When I said earlier that you can’t have it all – this is of course not true. There are a couple of ways in which you can have a fast DHW response time which will not come at the expense of the heat network efficiency. Solutions we recommend include the following;

• Trace heating of the hot water pipework. If a trace heating cable is placed on the pipework underneath any lagging, you will still get the fast delivery of hot water. And as the trace heating is only used to maintain the temperature of the water in the pipe, rather than heating it up from cold, the energy consumption from applying this is low.
• Reduce the size of your hot water pipework. Let’s say the pipework required from the HIU to your hot water outlet is 6 meters. If you use 22mm copper to deliver this water, and the required hot water flow rate is 0.10 l/s, the velocity within the pipework will be approximately 0.31 m/s and it will take the water almost 20 seconds to get to the outlet. Reduce the pipework dimension to 15mm and the delivery time is more than halved to 9 seconds. And if you are able to use 10mm pipework the velocity increase to 1.64 m/s with a delivery time of only 4 seconds! This means that even if the HIU takes 55 seconds to get the hot water up to 50°C, you are still within the golden minute.

If this is not possible, an alternative to using small dimension pipework is to install a potable water manifold at the HIU, and to have a single pipe serving each outlet.

Conclusion

In almost all cases – fast hot water response time will come at the expense of the heat network efficiency. As an industry, it should be our priority to make these networks as efficient as possible to avoid getting negative press and secure the position of heat networks in the UK infrastructure.

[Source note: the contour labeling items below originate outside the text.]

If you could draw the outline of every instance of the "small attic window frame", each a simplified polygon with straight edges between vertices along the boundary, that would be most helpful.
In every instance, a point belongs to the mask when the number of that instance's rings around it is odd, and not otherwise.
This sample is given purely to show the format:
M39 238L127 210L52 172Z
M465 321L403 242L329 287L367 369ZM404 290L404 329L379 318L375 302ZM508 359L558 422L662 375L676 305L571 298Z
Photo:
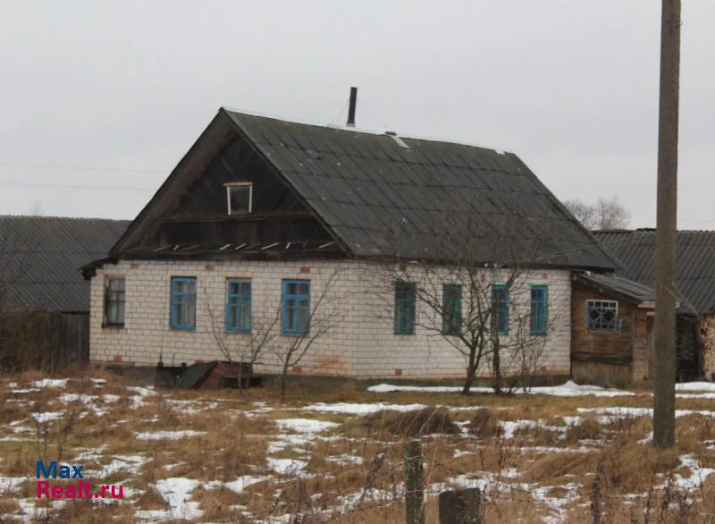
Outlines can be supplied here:
M253 211L253 182L229 182L223 184L226 188L226 209L229 215L249 215ZM231 192L238 189L248 189L248 209L231 209Z

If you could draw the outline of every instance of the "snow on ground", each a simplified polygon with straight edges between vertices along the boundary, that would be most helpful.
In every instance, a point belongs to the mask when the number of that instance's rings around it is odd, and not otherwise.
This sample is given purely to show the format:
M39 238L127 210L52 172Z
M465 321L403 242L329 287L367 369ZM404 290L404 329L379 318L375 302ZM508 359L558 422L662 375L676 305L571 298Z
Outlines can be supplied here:
M270 477L254 477L252 475L243 475L239 477L233 482L224 482L223 486L234 493L241 494L243 493L243 490L249 486L270 479Z
M200 436L206 435L206 431L194 431L193 429L181 429L179 431L151 431L147 433L136 433L137 440L178 440L189 436Z
M501 428L503 438L514 438L514 435L519 429L531 429L538 426L543 426L543 420L500 420L499 427Z
M42 380L36 380L32 383L32 387L45 388L45 387L67 387L69 378L43 378Z
M700 489L705 480L715 473L712 468L703 468L701 463L692 455L681 455L680 465L690 469L689 477L683 477L679 473L675 474L674 484L686 491Z
M298 459L274 459L273 457L268 457L266 462L268 467L279 475L289 476L299 475L307 466L306 461L299 461Z
M43 413L30 413L38 424L45 424L53 420L59 420L64 417L64 411L45 411Z
M315 420L313 418L282 418L276 420L275 424L279 429L296 433L320 433L340 426L337 422Z
M139 469L147 461L147 457L143 455L114 455L112 461L102 468L98 472L88 472L89 477L97 478L108 478L114 473L124 471L128 474L139 473Z
M625 418L627 417L652 417L652 408L633 408L629 406L613 406L609 408L576 408L579 413L596 413L610 415L613 418ZM676 410L676 417L687 417L688 415L702 415L715 418L715 411L708 410ZM600 424L608 424L608 421L599 420Z
M396 385L391 384L379 384L377 385L371 385L367 391L373 393L391 393L391 392L422 392L422 393L459 393L462 391L460 386L448 386L448 385ZM473 387L471 389L474 393L493 393L491 387ZM632 396L635 393L631 391L625 391L620 389L606 389L598 385L580 385L569 380L561 385L554 386L537 386L529 389L520 388L514 391L515 394L543 394L552 395L558 397L581 397L581 396L595 396L595 397L620 397L620 396Z
M676 391L710 391L715 392L713 382L683 382L676 385Z
M376 386L374 386L376 387ZM397 386L402 387L402 386ZM410 387L410 386L405 386ZM369 391L373 391L368 388ZM410 390L400 390L410 391ZM388 404L386 402L373 402L369 404L358 404L350 402L337 402L334 404L326 404L324 402L317 402L310 404L303 408L305 411L317 411L318 413L342 413L344 415L369 415L378 411L391 410L391 411L415 411L416 410L423 410L426 408L425 404Z
M127 387L127 389L137 393L130 397L132 410L136 410L137 408L146 405L147 402L145 401L145 399L156 394L156 392L155 392L153 388L149 387L131 385Z
M168 510L165 511L150 511L150 515L142 516L144 511L135 511L134 516L139 518L156 519L183 519L192 520L200 519L204 512L198 509L198 503L189 502L191 492L198 486L198 481L192 478L174 477L157 480L154 487L159 492Z
M27 480L26 477L3 477L0 475L0 494L15 491L18 486Z

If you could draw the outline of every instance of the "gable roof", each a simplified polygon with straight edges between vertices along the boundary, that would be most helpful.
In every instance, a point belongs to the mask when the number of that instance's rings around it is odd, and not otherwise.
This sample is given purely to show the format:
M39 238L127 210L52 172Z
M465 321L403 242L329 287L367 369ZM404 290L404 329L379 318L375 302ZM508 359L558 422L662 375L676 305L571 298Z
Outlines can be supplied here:
M287 122L221 109L225 121L315 213L348 256L612 270L618 262L514 154L462 144ZM188 184L191 151L113 249ZM197 164L197 163L195 163ZM194 173L193 176L199 176ZM176 188L175 188L176 189ZM517 259L523 257L525 259Z
M0 216L0 258L4 258L0 266L10 280L4 305L89 311L89 283L79 268L105 256L129 224L100 218Z
M655 230L598 231L599 239L620 260L618 275L652 286L655 283ZM715 311L715 232L678 231L676 285L680 311Z

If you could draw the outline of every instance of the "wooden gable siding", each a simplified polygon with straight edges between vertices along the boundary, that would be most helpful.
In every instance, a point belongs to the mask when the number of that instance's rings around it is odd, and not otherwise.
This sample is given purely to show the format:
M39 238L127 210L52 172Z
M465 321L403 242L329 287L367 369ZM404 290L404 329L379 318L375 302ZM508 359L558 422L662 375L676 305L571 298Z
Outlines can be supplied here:
M248 216L229 216L226 182L253 182ZM295 192L238 134L180 194L139 245L213 247L273 242L320 244L332 237Z
M236 136L219 152L201 176L181 196L172 216L226 215L226 182L253 182L253 213L309 214L298 196Z
M221 246L268 245L273 242L330 242L315 218L244 220L167 220L157 231L156 244Z

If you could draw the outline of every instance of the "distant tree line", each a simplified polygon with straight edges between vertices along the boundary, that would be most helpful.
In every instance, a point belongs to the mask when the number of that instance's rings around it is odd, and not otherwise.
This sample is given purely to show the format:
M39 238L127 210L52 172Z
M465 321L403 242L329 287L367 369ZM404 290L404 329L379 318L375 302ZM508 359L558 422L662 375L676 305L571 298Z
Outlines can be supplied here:
M588 230L626 229L631 219L630 212L615 196L599 199L595 204L585 204L572 199L564 202L567 208Z

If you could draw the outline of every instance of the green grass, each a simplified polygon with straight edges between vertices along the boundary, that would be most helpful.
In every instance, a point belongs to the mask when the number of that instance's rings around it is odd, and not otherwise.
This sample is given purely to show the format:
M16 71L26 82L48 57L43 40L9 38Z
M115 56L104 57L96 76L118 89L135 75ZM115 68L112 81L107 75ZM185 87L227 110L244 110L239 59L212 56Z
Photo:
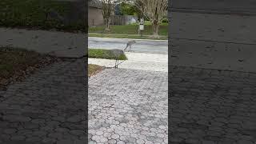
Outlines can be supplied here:
M89 58L105 58L105 59L114 59L114 54L110 50L102 49L89 49ZM127 58L125 54L122 54L119 57L119 60L126 60Z
M0 26L86 30L84 22L66 25L57 20L46 20L46 12L50 9L65 16L70 12L71 3L54 0L1 0Z
M98 34L134 34L138 35L138 24L125 25L125 26L110 26L110 31L105 31L105 26L90 27L89 33ZM144 26L143 34L152 35L153 29L152 26L149 23L146 23ZM159 26L160 36L168 36L168 23L162 23Z
M88 65L88 77L90 77L102 70L102 66L98 65Z

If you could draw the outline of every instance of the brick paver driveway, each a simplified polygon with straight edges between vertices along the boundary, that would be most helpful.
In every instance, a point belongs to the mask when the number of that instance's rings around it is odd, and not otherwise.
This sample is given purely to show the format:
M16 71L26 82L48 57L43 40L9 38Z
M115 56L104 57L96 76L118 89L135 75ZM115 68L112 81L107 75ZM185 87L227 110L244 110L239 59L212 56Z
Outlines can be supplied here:
M66 60L0 91L0 143L85 143L85 74L84 60Z
M89 80L89 143L168 143L167 73L106 69Z
M255 143L256 74L174 66L170 78L170 143Z

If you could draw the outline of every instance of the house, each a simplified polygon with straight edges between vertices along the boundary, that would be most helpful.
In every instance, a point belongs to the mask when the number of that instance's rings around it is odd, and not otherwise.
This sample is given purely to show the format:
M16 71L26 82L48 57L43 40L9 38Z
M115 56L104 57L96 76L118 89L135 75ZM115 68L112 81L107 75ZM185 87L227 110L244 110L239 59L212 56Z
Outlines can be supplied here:
M104 25L101 2L99 0L93 0L88 2L88 26Z

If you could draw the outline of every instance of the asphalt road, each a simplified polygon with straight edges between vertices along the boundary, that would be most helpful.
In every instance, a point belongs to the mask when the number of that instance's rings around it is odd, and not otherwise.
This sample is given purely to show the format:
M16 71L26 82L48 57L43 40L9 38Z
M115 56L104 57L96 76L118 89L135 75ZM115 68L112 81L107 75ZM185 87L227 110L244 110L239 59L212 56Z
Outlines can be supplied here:
M131 39L89 37L88 47L90 49L123 50L130 40ZM135 53L168 54L168 41L136 40L132 50Z

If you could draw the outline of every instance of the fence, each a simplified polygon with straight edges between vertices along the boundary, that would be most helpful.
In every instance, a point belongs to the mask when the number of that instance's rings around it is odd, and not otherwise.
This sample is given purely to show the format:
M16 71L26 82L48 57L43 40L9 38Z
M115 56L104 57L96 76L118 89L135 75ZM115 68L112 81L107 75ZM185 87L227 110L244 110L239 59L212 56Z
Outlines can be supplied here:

It is the price per kWh and the carbon emissions that will get measured at the end of the day – not how long people have to wait to have a shower, especially not when it is a question of seconds.

In high end developments, where comfort and convenience are especially critical, the alternative design solutions should be used, i.e. trace heating or small-bore pipework. As long as there are ways around this, let’s allow our systems and HIU’s to perform as efficiently as possible.

But most importantly of all, let the operator of the heat network decide what they want to do, after all, they will know their system and residents better than any of us. Is efficiency and cost important? Is fast hot water response important? As long as we give the operator the information and benefits of different options, why not let them decide? With a smart-HIU they can even try different options out over time, until they find the ultimate strategy for their building.